Rhesa Rozendaal <[EMAIL PROTECTED]> writes:
> Michael Vang wrote:
> I will give this a try. I'm currently checking in every 2 days,
> precisely to be able to see if any processes hang.
> [...]
> Except that the client on linux doesn't cleanly deal with server
> outages, so until that is resolved, I don't expect my frustration to
> end ;)
I use scripts to check for this and more automatically.
Something like this (not tested):
-----------------8<--------------------------------8<---------------
#!/bin/sh
# Change to working directory
cd /tmp/mprime
# Get PID of mprime
PID=`awk -F= '/^Pid=/{ print $1 }' local.ini`;
# Check if mprime is running.
if [ -n "$PID" -a "$PID" -gt 0 ] && kill -0 $PID; then
# mprime is running
# The existence of a nonempty prime.spl means that it is trying to
# communicate and could be hanging.
if [ -s prime.spl ]; then
# Check how much CPU it has used.
TIME1="`ps -p$PID -otime`"
# Wait a minute and check again.
sleep 60;
TIME2="`ps -p$PID -otime`"
if [ "$TIME1" = "$TIME2" ]; then
# The process didn't use any CPU for one minute. SIGHUP
# will normaly kill a hanging client. Try SIGKILL if not.
kill -HUP $PID
sleep 1 && kill -0 $PID && kill -KILL $PID
# Restart mprime. You need it in $PATH.
mprime -b
echo Restarted hanging mprime.
fi
fi
else
# mprime was not running.
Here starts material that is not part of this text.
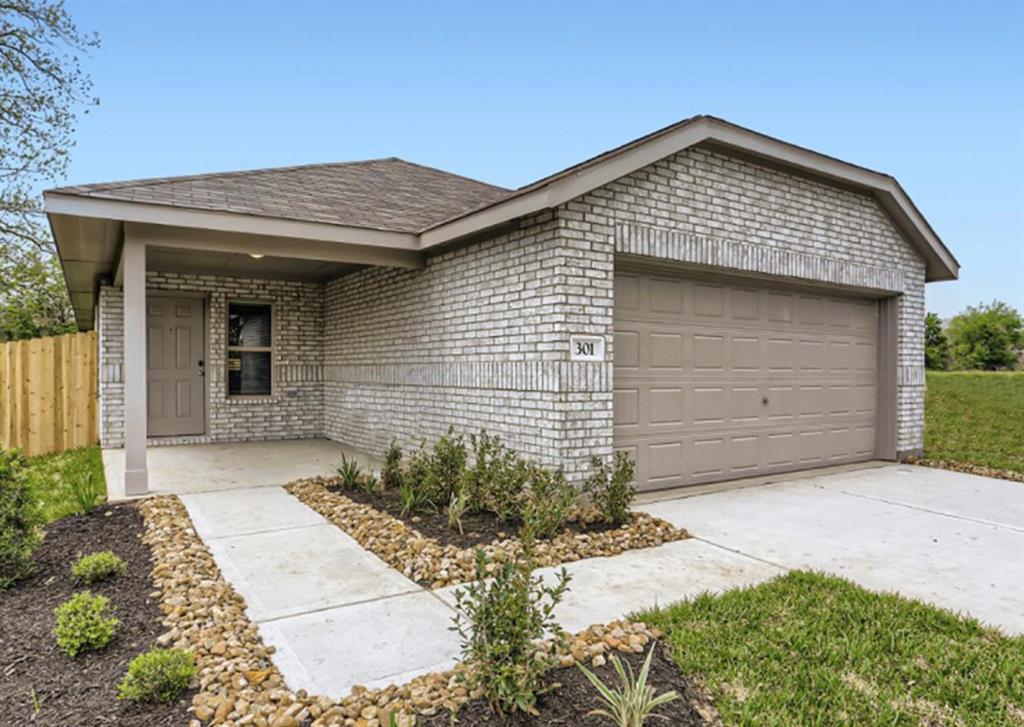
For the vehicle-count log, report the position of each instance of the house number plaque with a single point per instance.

Starting it.
mprime -b
echo Started mprime.
fi
-----------------8<--------------------------------8<---------------
(My real script is 1311 lines long and check for a lot more, handles
backup/restore and provides me with much better statistics than
Primenet does. Some of this script is better done by checking files
in /proc, if you plan to only run mprime on Linux.)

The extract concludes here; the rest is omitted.